Le lendemain matin, le corbeau s'écria : « notre cher ami n'est toujours pas rentré ! » Corbeau et renard cherchèrent le markhor, et ce fut l'oiseau qui le trouva, la patte coincée dans un piège. Le voyant ainsi dans une situation si périlleuse, le corbeau s'adressa désemparé au renard : « Je n'ai pas de dents, je ne peux donc pas ronger le piège qui retient notre ami, mais toi, grâce à tes crocs tu le pourras ! Allons donc, camarade, sauver notre cher ami ! »
Cependant, le renard lui répondit : « Non, mes dents me font mal, je ne peux les utiliser ! » et il déploya toute sa malice pour éviter de porter secours au bouquetin, s'enfuyant même du champ où le markhor était pris au piège. Le corbeau dit alors à l'animal blessé : « ne dis rien, préserve ton souffle et d'ici que le paysan vienne te délivrer, j'aurais trouvé une solution pour te sauver. À ce moment-là, il faudra que tu sois prêt à t'enfuir. »
Plus tard dans la journée, le propriétaire du champ vint constater que son piège avait fonctionné. L'air étant sec, le soleil brillant, le paysan décida de fumer un chilom avant de délivrer l'animal, puis de l'emporter sur son dos jusqu'au village pour le dépecer et donner au renard ses intestins. Après en avoir fumé quelques bouffées, il posa sa pipe en terre sur un muret de cailloux, puis s'agenouilla pour ouvrir le piège et libérer la jambe du markhor, qui jusqu'à présent faisait le mort.
C'est alors que le corbeau plongea vers la pipe et de son bec la renversa au sol. Voyant que la poudre de chanvre et les cendres se dispersaient, le paysan lâcha sa prise pour venir chasser l'oiseau et récupérer ce qu'il restait d'herbe à fumer. Mais alors qu'il s'en retournait vers le piège, il put constater amèrement que le markhor s’était enfui et que malgré sa patte blessée, il ne pourrait le rattraper. Le paysan saisit alors sa hache, qu'il lança le plus fort et le plus loin possible pour en frapper le markhor… mais elle finit sa course dans le dos du renard.
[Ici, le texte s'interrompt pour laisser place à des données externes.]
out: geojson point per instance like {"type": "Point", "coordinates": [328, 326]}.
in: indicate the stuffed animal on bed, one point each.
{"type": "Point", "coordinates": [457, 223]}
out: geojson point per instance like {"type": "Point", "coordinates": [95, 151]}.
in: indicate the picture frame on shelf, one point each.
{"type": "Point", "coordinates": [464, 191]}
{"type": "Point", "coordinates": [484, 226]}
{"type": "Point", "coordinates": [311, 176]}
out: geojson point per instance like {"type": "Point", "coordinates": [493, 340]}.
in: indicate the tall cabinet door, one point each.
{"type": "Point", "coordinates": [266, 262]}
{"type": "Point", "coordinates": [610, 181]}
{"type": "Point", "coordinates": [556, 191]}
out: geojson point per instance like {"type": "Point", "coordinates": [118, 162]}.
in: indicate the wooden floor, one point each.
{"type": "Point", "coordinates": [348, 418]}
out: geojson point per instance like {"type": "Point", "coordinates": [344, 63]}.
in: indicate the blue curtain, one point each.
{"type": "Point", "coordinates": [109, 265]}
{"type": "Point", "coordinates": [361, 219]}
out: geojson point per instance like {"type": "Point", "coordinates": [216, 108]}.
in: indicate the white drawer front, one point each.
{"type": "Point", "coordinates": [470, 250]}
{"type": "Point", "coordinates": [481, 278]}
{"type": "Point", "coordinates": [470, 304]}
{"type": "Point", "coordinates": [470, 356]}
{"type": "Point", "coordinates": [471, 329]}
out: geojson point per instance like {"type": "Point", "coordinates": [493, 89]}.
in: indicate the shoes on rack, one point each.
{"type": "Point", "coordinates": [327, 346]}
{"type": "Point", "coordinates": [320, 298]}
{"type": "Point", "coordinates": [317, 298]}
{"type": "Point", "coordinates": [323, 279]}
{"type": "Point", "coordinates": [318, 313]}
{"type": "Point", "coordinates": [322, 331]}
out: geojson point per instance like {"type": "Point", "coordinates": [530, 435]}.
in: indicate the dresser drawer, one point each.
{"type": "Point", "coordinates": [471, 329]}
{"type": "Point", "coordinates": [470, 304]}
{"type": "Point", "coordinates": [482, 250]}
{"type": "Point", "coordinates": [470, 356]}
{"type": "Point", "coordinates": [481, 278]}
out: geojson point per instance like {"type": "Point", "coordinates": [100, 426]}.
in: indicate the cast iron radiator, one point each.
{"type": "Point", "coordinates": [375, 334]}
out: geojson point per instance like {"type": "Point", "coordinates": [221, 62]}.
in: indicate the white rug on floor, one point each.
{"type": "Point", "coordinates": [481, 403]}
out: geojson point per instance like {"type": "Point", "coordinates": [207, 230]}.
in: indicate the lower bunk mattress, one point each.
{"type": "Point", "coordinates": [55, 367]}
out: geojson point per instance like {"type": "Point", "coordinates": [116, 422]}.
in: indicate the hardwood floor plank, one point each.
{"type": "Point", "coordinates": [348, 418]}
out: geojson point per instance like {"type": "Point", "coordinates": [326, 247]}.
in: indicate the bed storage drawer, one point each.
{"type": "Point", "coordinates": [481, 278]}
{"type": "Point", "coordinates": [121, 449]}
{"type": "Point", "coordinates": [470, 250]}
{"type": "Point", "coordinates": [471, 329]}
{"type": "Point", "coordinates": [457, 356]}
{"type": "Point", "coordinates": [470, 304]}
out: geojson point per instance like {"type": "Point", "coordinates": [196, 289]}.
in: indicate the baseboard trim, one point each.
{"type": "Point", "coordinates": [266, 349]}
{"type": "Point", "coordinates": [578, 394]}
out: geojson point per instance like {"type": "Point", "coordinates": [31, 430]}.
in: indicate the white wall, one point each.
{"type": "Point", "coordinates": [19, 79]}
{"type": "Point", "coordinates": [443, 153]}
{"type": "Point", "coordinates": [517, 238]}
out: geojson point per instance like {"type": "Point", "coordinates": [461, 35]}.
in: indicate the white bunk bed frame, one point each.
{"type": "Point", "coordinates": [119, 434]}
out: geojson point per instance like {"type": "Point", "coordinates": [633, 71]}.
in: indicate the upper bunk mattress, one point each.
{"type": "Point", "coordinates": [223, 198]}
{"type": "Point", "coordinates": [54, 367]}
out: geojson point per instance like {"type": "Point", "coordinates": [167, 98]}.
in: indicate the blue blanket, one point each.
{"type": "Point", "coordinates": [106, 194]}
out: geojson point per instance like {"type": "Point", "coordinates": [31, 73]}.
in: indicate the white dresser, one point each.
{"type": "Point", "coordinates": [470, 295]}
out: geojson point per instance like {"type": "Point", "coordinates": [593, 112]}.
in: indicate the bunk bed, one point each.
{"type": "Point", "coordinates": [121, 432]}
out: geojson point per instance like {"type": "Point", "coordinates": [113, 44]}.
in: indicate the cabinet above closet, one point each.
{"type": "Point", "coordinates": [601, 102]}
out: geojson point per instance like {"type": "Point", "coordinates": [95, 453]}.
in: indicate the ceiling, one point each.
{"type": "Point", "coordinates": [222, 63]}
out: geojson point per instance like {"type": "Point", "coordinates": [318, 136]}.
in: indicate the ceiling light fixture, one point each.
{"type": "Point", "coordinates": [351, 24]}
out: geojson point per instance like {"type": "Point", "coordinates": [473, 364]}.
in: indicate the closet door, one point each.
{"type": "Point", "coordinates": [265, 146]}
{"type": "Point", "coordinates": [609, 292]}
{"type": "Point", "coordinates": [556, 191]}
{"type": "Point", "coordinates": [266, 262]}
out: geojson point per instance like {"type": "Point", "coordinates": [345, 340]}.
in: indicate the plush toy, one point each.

Le corbeau, qui depuis le ciel voyait tout, s'approcha du renard à l'agonie et lui dit : « toi, qui as fait du mal au markhor, Dieu t'a puni. Mais à nous, Dieu ne nous infligera pas ta peine. » Et une fois ces paroles prononcées, l'oiseau et le bouquetin s'en allèrent rejoindre le sommet de la montagne et leur grotte habituelle.